The Restricted Security Context Constraints (SCC) allows pods to craft custom network packets. An attacker can use this flaw to cause a denial of service attack on an OpenShift Container Platform cluster if they have the ability to deploy pods.
Acknowledgments: Name: Yuval Kashtan (Red Hat)
While removing CAP_NET_RAW from the default capability set is a great change, I think it is better tracked as security hardening issue rather than a CVE. It's a stretch IMO to consider the inclusion of this capability a flaw on it's own, considering that other projects also include it by default, e.g. Docker: https://docs.docker.com/engine/reference/run/#runtime-privilege-and-linux-capabilities libcontainer: https://github.com/opencontainers/runc/blob/master/libcontainer/SPEC.md#security I think we want to avoid setting a precedent of CVE assignment everytime a project changes its capability set.
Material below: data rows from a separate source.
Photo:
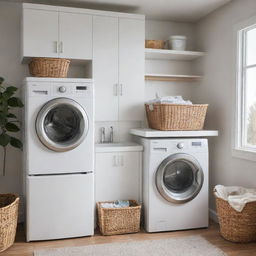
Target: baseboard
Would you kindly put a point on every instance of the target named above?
(213, 215)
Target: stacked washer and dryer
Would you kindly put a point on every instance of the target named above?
(58, 158)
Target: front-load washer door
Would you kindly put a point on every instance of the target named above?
(62, 124)
(179, 178)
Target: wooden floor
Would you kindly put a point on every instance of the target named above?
(21, 248)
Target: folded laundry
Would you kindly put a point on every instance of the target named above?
(116, 204)
(169, 100)
(237, 197)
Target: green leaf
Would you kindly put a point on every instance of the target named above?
(4, 139)
(3, 119)
(12, 127)
(16, 143)
(15, 102)
(11, 115)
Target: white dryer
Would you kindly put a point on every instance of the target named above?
(59, 157)
(175, 183)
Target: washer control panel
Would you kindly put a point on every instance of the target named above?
(62, 89)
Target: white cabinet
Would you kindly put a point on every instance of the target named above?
(131, 69)
(105, 67)
(40, 33)
(75, 36)
(117, 176)
(51, 33)
(118, 68)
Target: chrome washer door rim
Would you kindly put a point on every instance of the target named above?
(187, 195)
(40, 129)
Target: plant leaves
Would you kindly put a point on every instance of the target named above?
(15, 102)
(11, 127)
(4, 139)
(11, 115)
(16, 143)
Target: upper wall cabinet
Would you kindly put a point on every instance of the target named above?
(51, 33)
(118, 68)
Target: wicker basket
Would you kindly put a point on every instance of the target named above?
(155, 44)
(49, 67)
(8, 219)
(114, 221)
(171, 117)
(237, 226)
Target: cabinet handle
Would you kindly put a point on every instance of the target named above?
(115, 89)
(61, 47)
(56, 46)
(121, 89)
(114, 161)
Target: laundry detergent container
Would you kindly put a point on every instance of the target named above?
(175, 117)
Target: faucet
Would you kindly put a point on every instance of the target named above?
(102, 135)
(111, 134)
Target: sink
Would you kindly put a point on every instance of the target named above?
(118, 146)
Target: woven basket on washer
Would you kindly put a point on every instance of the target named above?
(171, 117)
(8, 219)
(49, 67)
(237, 226)
(114, 221)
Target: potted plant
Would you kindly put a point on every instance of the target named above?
(9, 124)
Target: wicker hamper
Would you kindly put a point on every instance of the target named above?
(8, 219)
(237, 226)
(175, 117)
(49, 67)
(114, 221)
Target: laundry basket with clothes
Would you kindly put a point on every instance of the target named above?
(236, 208)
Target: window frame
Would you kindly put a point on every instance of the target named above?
(238, 148)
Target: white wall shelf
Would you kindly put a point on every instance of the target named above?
(172, 77)
(164, 54)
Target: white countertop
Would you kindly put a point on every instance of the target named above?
(118, 147)
(151, 133)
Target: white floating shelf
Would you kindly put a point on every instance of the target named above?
(163, 54)
(171, 77)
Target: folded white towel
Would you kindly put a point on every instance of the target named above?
(237, 197)
(169, 100)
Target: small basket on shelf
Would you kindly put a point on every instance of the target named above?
(49, 67)
(115, 221)
(175, 117)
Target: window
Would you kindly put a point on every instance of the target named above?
(246, 90)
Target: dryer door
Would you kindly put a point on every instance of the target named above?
(179, 178)
(62, 124)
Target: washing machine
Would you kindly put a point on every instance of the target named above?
(175, 183)
(58, 157)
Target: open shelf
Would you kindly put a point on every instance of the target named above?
(169, 77)
(164, 54)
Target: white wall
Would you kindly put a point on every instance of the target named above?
(215, 36)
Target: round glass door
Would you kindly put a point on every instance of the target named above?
(179, 178)
(62, 124)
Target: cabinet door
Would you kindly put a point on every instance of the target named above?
(75, 32)
(118, 176)
(40, 33)
(131, 69)
(105, 67)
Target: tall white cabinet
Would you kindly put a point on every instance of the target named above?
(118, 68)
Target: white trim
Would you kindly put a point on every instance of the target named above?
(213, 215)
(238, 150)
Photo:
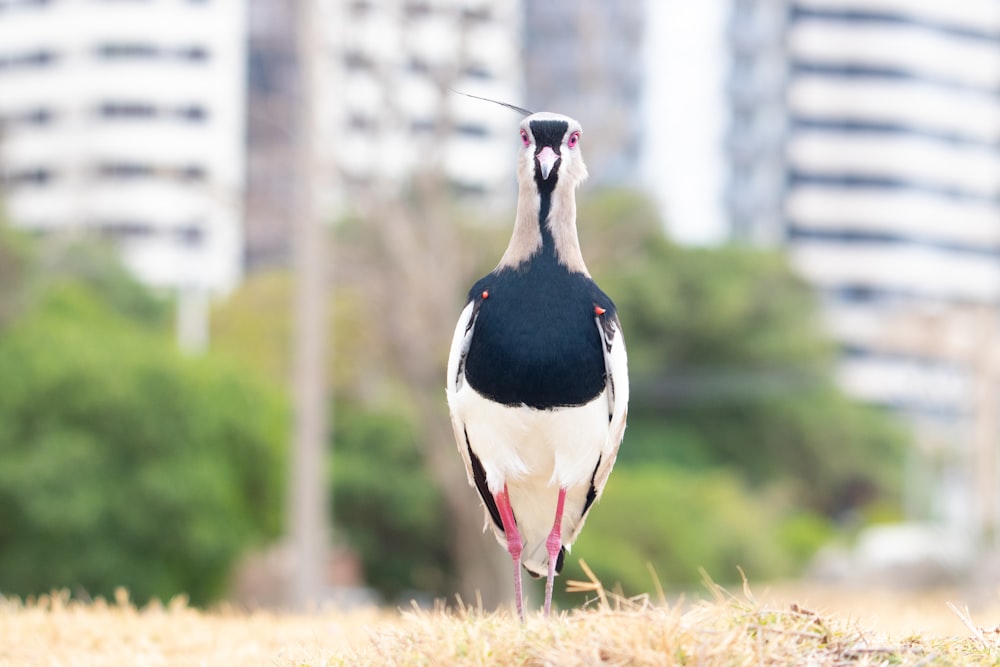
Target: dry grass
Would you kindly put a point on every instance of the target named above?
(777, 628)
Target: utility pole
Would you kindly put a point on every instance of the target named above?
(308, 485)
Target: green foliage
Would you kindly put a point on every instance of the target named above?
(15, 259)
(679, 521)
(89, 261)
(729, 366)
(123, 462)
(387, 505)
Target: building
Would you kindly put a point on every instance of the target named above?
(585, 58)
(893, 200)
(890, 206)
(127, 119)
(386, 77)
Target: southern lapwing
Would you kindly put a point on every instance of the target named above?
(537, 376)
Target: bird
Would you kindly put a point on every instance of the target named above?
(537, 384)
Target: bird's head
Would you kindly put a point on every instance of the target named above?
(550, 150)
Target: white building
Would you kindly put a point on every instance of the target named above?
(127, 118)
(395, 61)
(893, 201)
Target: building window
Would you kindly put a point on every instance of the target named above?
(127, 110)
(28, 59)
(146, 51)
(471, 130)
(190, 235)
(31, 177)
(29, 118)
(21, 4)
(129, 171)
(140, 110)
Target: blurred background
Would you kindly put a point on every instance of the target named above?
(235, 236)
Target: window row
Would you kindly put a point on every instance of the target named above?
(189, 113)
(111, 51)
(110, 171)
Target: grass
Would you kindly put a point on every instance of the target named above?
(778, 628)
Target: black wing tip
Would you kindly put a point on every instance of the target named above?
(514, 107)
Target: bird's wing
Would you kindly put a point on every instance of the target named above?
(456, 377)
(616, 373)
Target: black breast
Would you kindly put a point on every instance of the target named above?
(535, 340)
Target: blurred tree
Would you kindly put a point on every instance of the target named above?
(681, 521)
(387, 505)
(15, 258)
(730, 367)
(88, 260)
(123, 462)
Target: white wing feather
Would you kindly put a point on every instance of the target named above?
(616, 366)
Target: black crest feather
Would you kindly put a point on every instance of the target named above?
(523, 112)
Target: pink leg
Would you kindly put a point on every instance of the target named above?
(553, 544)
(514, 544)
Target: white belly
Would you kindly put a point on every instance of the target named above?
(535, 453)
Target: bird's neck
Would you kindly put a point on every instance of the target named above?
(545, 226)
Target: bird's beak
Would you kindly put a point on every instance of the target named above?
(546, 160)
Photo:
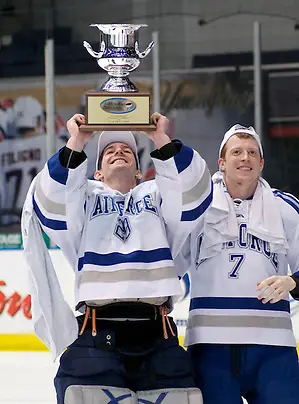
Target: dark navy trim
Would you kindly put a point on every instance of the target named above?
(57, 172)
(239, 303)
(50, 223)
(193, 214)
(284, 197)
(158, 254)
(183, 158)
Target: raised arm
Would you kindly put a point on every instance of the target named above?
(60, 192)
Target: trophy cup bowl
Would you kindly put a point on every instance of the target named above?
(118, 105)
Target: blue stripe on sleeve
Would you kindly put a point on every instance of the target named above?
(287, 199)
(159, 254)
(50, 223)
(239, 303)
(193, 214)
(183, 158)
(57, 172)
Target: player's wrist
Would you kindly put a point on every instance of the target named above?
(76, 144)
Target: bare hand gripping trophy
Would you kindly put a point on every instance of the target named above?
(125, 107)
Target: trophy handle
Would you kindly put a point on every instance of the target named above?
(92, 52)
(142, 55)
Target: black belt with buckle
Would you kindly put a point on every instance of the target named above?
(127, 310)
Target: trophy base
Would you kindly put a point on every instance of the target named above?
(117, 111)
(101, 128)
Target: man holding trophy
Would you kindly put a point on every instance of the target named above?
(120, 239)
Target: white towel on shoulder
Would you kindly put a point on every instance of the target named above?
(220, 221)
(53, 320)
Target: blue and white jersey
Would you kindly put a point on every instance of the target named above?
(122, 246)
(224, 308)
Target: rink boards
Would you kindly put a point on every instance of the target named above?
(16, 332)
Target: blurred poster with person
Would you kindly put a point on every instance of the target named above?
(200, 108)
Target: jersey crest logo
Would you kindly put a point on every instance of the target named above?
(123, 229)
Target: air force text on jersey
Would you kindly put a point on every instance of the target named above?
(107, 204)
(245, 241)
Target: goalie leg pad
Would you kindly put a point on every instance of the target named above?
(170, 396)
(99, 394)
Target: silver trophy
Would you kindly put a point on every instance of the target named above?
(119, 54)
(125, 108)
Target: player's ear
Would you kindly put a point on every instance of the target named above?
(138, 175)
(98, 175)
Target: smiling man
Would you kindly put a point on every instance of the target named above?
(239, 330)
(120, 238)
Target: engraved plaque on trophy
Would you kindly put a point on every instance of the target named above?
(118, 105)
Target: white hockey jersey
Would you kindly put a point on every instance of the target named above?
(122, 247)
(224, 308)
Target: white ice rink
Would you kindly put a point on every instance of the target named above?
(27, 378)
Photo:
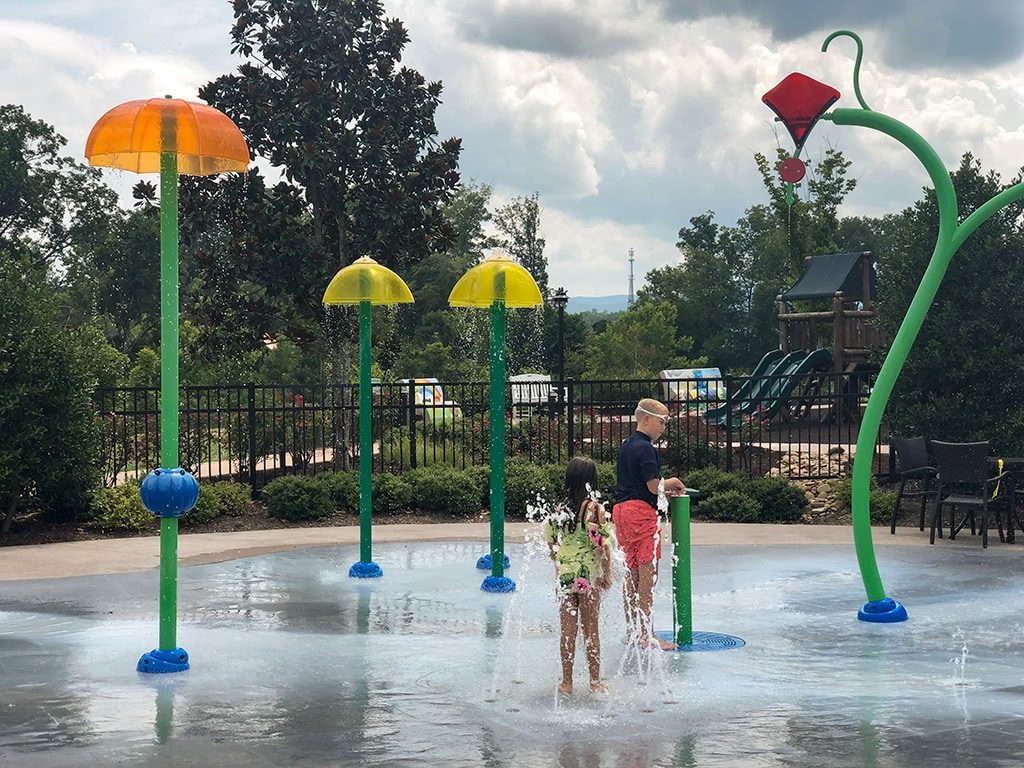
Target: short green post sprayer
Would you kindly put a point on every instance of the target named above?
(682, 588)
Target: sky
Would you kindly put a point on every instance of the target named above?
(629, 117)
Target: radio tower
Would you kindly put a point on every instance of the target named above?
(630, 299)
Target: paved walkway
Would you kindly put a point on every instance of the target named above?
(142, 553)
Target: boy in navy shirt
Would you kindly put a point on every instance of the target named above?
(635, 515)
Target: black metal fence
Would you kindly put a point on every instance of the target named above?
(801, 427)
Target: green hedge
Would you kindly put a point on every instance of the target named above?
(121, 509)
(297, 498)
(440, 488)
(730, 506)
(343, 488)
(736, 498)
(464, 493)
(216, 500)
(391, 494)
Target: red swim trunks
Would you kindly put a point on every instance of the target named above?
(637, 529)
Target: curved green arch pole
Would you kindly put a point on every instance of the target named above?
(950, 238)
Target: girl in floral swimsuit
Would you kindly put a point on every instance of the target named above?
(580, 543)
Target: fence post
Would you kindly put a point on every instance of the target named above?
(728, 423)
(570, 417)
(251, 389)
(412, 424)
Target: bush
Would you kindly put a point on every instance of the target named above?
(780, 501)
(440, 488)
(522, 483)
(217, 499)
(297, 498)
(391, 494)
(343, 488)
(48, 449)
(730, 506)
(606, 481)
(120, 508)
(481, 479)
(711, 481)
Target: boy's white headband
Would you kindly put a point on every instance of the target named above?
(651, 413)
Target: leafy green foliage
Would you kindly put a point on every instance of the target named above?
(120, 509)
(730, 506)
(780, 501)
(882, 500)
(216, 500)
(49, 449)
(343, 487)
(391, 494)
(297, 498)
(729, 496)
(962, 381)
(442, 488)
(522, 483)
(639, 343)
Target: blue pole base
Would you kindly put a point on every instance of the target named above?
(885, 610)
(498, 584)
(704, 642)
(486, 562)
(365, 570)
(161, 662)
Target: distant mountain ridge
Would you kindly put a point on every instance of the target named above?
(614, 303)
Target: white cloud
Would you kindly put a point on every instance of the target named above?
(627, 130)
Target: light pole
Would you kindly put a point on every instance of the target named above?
(560, 299)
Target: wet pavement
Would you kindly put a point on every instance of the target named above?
(294, 664)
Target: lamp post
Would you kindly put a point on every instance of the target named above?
(171, 137)
(560, 299)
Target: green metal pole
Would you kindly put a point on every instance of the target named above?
(681, 585)
(908, 330)
(498, 316)
(366, 435)
(168, 381)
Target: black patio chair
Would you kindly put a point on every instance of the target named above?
(964, 468)
(915, 468)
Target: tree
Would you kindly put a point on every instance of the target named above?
(518, 224)
(962, 379)
(322, 94)
(639, 343)
(116, 275)
(49, 448)
(726, 287)
(48, 202)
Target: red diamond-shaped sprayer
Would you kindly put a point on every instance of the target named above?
(799, 101)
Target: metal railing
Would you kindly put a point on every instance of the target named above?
(802, 426)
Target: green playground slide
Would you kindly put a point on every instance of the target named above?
(772, 389)
(762, 369)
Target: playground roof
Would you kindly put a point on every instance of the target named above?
(829, 272)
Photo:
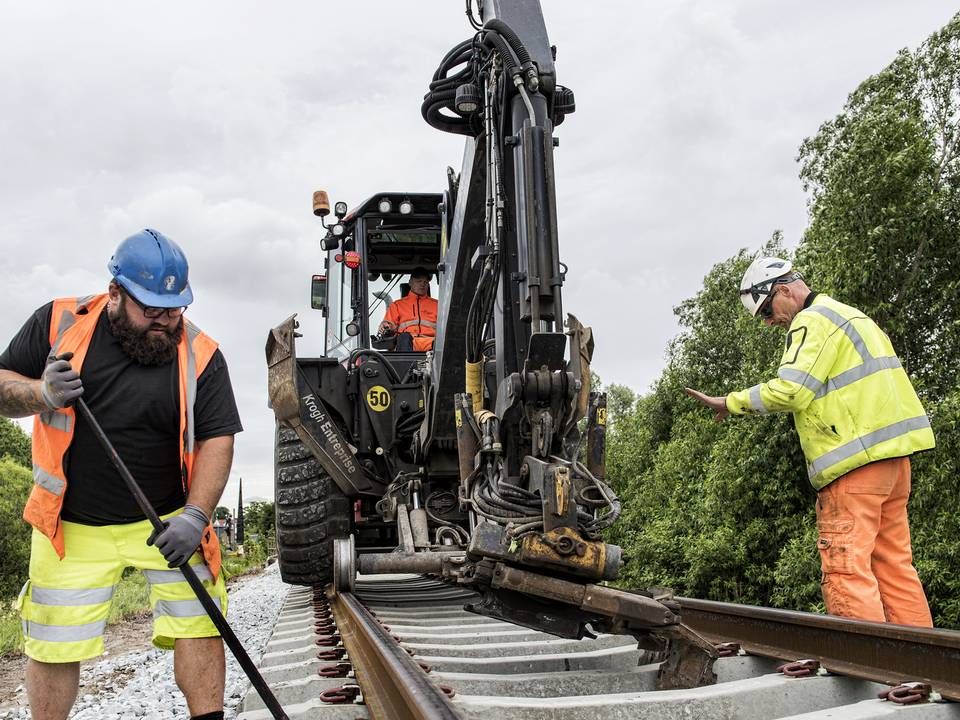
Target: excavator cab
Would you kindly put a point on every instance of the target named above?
(479, 461)
(370, 255)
In OpenShift Container Platform 3.11 if you are using an alternative CNI [1] you are at greater risk of exploitation. [1] https://docs.openshift.com/container-platform/3.11/architecture/networking/network_plugins.html
This issue has been addressed in the following products: Red Hat OpenShift Container Platform 4.5 Via RHSA-2020:4320 https://access.redhat.com/errata/RHSA-2020:4320
This bug is now closed. Further updates for individual products will be reflected on the CVE page(s): https://access.redhat.com/security/cve/cve-2020-14336
This issue has been addressed in the following products: Red Hat OpenShift Container Platform 4.6 Via RHSA-2020:4298 https://access.redhat.com/errata/RHSA-2020:4298
Mitigation: On OCP 3.11 create a custom SCC based on 'restricted' and also drop the NET_RAW capability[1]. Assign this custom SCC to any users, or groups which create pods you want to protect. See the documentation for more information [2]. [1] https://access.redhat.com/solutions/5611521 [2] https://docs.openshift.com/container-platform/3.11/admin_guide/manage_scc.html
Statement: By default, the OpenShift Container Platform uses the OpenShift SDN network interface. This interface makes this attack impractical by implementing IPTable rules on the host side of the virtual network interface, isolating network traffic to within the pod. If the OpenShift Container Platform has the sriov-network-operator deployed, it is at a greater risk for exploitation. If installing a new OCP 4.6 cluster no changes are required. If upgrading a cluster from an earlier version to 4.5.16 be sure to delete 99-worker-generated-crio-capabilities and 99-master-generated-crio-capabilities machine controllers once you have tested that dropping NET_RAW does not break your cluster workload.